Carlton Enzy Gregg -- my great, great, grandfather -- was much easier to "find" than his grandson Carl was, although he still has secrets he is keeping.
Carlton Enzy Gregg (CEG) was born September 18, 1813. Oddly, I am writing this on September 18, his 194th birthday. He was born in Pennsylvania, but came to Madison County, Ohio, with his mother and two brothers in 1829. He bought a grist mill, married several times, and was "generally respected for his good qualities" and was a "staunch democrat." His first son by his second wife, named John, is the father of my grandfather Carl, and the person who purchased the cemetery lots that led me to find Carl.
The Gregg's have left a mark in this part of Ohio. There are numerous cemetery plots in local cemeteries, and the grave markers are large and prominent, indicating the family was not without means. I found two streets named for my ancestors -- a Gregg Road in West Jefferson, and Gregg Mill Road that crosses Oak Run at the place where CEG's mill was located. He is mentioned in several history books, as a mill owner, a township trustee and a township supervisor.
Finding the site of the mill was ridiculously easy -- I located a Map of Oak Run Township in 1875, and there his property was, seemingly carved out of land owned by Eliza Chrisman. So I went on a road trip. The road that used to run to the mill is still Gregg Mill Road although the mill is long gone. If you know a mill was once there, you can still see traces of the mill race.

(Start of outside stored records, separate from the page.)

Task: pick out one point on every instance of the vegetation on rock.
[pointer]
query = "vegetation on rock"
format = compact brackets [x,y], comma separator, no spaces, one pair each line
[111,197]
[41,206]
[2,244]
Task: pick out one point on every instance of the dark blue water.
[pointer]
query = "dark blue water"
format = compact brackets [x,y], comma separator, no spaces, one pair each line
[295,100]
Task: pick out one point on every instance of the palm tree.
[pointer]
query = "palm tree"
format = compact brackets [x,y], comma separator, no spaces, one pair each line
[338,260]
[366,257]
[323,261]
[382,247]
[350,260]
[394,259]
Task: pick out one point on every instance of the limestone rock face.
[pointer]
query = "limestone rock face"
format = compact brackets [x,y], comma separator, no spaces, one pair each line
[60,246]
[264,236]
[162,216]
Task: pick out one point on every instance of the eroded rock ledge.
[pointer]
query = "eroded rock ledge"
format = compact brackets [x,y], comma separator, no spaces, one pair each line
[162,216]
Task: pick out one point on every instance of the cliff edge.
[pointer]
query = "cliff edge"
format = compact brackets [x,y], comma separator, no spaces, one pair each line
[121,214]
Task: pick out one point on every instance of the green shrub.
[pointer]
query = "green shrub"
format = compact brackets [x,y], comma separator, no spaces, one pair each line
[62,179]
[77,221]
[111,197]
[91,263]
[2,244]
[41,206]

So here is one of the remaining mysteries: One of CEG's three wives was Rebecca Chrisman, my great, great, grandmother. It seems reasonable to assume that she and Eliza were related and that the property came to CEG because of his marriage. But I can't link Rebecca to Eliza (who was very wealthy, having a quarter of a million in land and property in 1870), and, while I don't have the exact date when CEG built the mill, it seems that it was before he married Rebecca. Rebecca died at age 25, probably in childbirth, and her grave is quite plain. Maybe she was a relative of Eliza, and CEG met her after he was an established millwright. Maybe the name is a coincidence. Maybe the story lies elsewhere.
CEG was married three times -- the first marriage to Adaline lasted 11 months, and ended in her death. There were no children. The second, to Rebecca, was for four years, and they had three children. The third, and longest, was to Winnie and lasted 22 years, and ended with Carlton Enzy's death at age 79. They also had three children. There are some other researchers who have attributed additional Gregg children to CEG by other women, but he was only married these three times. He and Winnie share a grave site on a hill in the country:
I still don't know where John (Carlton's son, Carl's father, and my great grandfather) ended up -- he wasn't in the plots he purchased in Michigan, and I didn't locate his grave here -- but I'm leaving that particular mystery for another trip.